その18 父と娘
叔父さんは食事を終えると、そのままヤラと別れた。
今日中に人と会う約束があるそうだ。
彼はヤラに、『妹さんの事も良く考えた上で決めて欲しい』と言い残して去って行った。
(ヤラ、これからどうするの?)
寄せ場の朝は早い。今からでは良い仕事は残っていないかもしれない。
(分からねえ・・・。歩きながら考える)
ヤラは完全にいつもの元気を失っていた。
妹と二人、外国の知らない町でどうにか生活していた。生活出来ていると思っていた。
しかし、叔父さんに指摘された事で――ちゃんとした商会で働いている、結婚もしていれば家も持っている人に指摘された事で――自分達の生活がいかにあやふやで頼りなく、不安定な物であるかを思い知らされてしまったのだ。

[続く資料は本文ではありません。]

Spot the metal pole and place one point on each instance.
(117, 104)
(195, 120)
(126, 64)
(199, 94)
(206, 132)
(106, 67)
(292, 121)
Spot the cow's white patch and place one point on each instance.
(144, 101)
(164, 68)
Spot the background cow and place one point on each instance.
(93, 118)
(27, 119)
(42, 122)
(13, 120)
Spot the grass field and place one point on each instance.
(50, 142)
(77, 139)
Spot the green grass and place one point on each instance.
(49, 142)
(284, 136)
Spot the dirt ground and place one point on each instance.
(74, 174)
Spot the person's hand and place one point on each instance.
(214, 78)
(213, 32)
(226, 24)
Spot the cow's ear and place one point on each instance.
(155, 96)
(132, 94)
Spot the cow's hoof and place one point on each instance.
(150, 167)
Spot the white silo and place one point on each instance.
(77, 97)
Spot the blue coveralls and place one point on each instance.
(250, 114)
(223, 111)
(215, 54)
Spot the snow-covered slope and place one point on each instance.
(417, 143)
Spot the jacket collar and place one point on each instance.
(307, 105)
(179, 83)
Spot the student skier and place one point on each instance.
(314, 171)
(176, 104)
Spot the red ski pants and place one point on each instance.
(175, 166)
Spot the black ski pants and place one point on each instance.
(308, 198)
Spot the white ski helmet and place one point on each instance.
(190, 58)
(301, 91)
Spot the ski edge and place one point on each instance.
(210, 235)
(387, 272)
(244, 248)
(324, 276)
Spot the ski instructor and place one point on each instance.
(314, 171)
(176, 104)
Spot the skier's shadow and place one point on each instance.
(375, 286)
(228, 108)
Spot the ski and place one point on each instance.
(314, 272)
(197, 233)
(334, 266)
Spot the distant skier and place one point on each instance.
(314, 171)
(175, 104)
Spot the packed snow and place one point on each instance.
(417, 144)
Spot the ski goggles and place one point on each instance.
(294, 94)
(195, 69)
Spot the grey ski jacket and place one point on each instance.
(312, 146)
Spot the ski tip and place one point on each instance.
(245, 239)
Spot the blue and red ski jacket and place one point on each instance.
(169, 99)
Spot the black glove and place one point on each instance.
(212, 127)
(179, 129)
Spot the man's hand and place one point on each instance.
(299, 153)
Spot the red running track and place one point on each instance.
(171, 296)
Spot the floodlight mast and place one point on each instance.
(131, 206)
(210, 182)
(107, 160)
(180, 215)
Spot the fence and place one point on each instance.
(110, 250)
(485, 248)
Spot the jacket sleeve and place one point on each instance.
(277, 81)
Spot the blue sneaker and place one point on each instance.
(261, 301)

(もし、アタシがケガや病気にでもなっちまったら、カタリナはどうなる。それにもしもカタリナが病気になった時、あの子はどうなる? アタシが働いている間、冬の橋の下で震えながらアタシの帰りを待つ事になるんじゃないのか?)
カタリナは体が弱い。というか、最初の頃はヤラも結構痩せていて酷いものだった。
この港町ホマレに来てからは、ちゃんとした食事を食べているおかげか、大分マシになっているが、それでもこれから冬の寒さが厳しくなって来る。
寒さによる体調不良に体力の低下、空気の乾燥によるウイルスの増加によって、病気にかかる危険性も増えて来るだろう。
(ねえ、ヤラ)
僕は前から彼女に言って来た事を、再度彼女に提案してみた。
(だったらティトゥのお屋敷で雇って貰おうよ。僕が口を利くからさ。少しは文字も読めるようになったし、計算だって出来るようになってるから、割と重宝されると思うよ? そりゃあ他にも覚えなければならない事や、ヤラにとって面倒だと思える事も多いだろうけど、住み込みで働けるし、君らにとっても十分にメリットがあると思うよ)
(・・・それは、ダメだ)
ヤラから強い拒絶と恐怖の感情が伝わって来る。
まただ。
この話をするといつも彼女から同じ反応が返って来る。
それほど貴族という存在が怖いのか、あるいは過去に余程イヤな目に遭わされた事があるのか。
いくら僕が、「ティトゥは酷い貴族じゃない」と説明しても、彼女は一向に聞き入れてくれない。
隣国ゾルタでは、一年前の帝国の侵攻で随分と国土が荒らされてしまった。
日頃、高い税を取って威張り散らしていたくせに、自分達を守れなかった貴族達に、怒りと不信感を抱いていても何らおかしくはない。とは思うんだけど・・・
寄せ場に戻ると、案の定、ほとんどの仕事の募集は締め切られていた。
ヤラは残った仕事を物色してはいたものの、心ここにあらずといった感じでどこか上の空だった。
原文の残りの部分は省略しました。